先日、久しぶりに業界誌を見ました。私も山田塾の初期には大分お世話になり、数々の業界誌は結構見ていました。しかしいつの日からかあまり興味を抱かなくなったのです。なんと言いますか、現実味を感じる事がないのです。それは今回も同じでした。

とあるホール企業有志が集う会が現在いくつかあります。興味がないのでその名称及び活動を知る由もありませんが。いつも感じる事があります。なぜ企業オーナーは度々集まり勉強会なるものを開催するのか。

そして他企業と行動を共にして企業視察をし、その後で会食等を開き、懇親・融和・業界の成長などという恥ずかしくなるようなスローガンを掲げるのか、私には一向に理解できないのです。

10年ほど経ちますでしょうか。こんな小さな会社にもとある会からお誘いがありました。

「協賛企業として入会されてはいかがか。

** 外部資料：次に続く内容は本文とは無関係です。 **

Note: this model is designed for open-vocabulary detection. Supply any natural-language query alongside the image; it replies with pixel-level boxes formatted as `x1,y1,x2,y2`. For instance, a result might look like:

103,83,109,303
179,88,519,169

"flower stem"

入会すれば御社の仕事も増えると思いますよ」と事務局からのお言葉。

「ありがとうございます。失礼ですがこの会の理念はなんでしょうか。そしてパチンコ商売に対する思想はお持ちですか」と尋ねると生憎理念めいたものはないとその方はおっしゃいました。

私は群れる事が嫌いだし、自分の仕事の為に行動を共にするタイプではないので丁重にお断りしたのです。だいいち、その動機は恰好悪すぎます。

今回の業界誌を読んでみてあの頃と何も変わっていない印象を受けました。

私たちを取り巻く環境は劇的に変化しているにも関わらず、です。そしてその会の理事長や代表なる人のインタビュー記事を見開き2ページで掲載する業界誌。中にはメーカーの代表者が語る全く説得視力のない言葉の数々も載っていました。そしてこんなことを思ったのです。

ジャーナリズムとは一体なんなのだろうか。

こんな馴れ合いの世界をいつまで続けるつもりなのだろうか。市場の動きを表す統計表や数々の情報。どれもこれもパチンコ商売を支えている顧客の実態を正確に伝えていないのです。断っておきますが、これは批判では無く私が持つ悲しい感情を吐露したにすぎません。

実はこのような昔からの潮流に対して私如きが声を出したとしてもなんの影響もないので、ダンマリを決め込んでいたのですが、最近この日報さんの記事やコメントと出会って感じた事があるのです。

言葉の表現の良し悪しや内容の辛辣さも含めてここには真実がある、と。

これが現実なのだと。

心底そう感じている私にとって上記のような事柄がだんだんと鼻につくようになったのです。とは言え、私にはできる事が限られています。だからやれることを淡々と続けることしかないのです。

皆さんのパチンコへの感想、批判、評価、絶望などを綴った言葉の数々は私にとってとても貴重なものです。これからもよろしくお願い致します。今回は愚痴っぽくなってしまったことにお詫び申し上げます。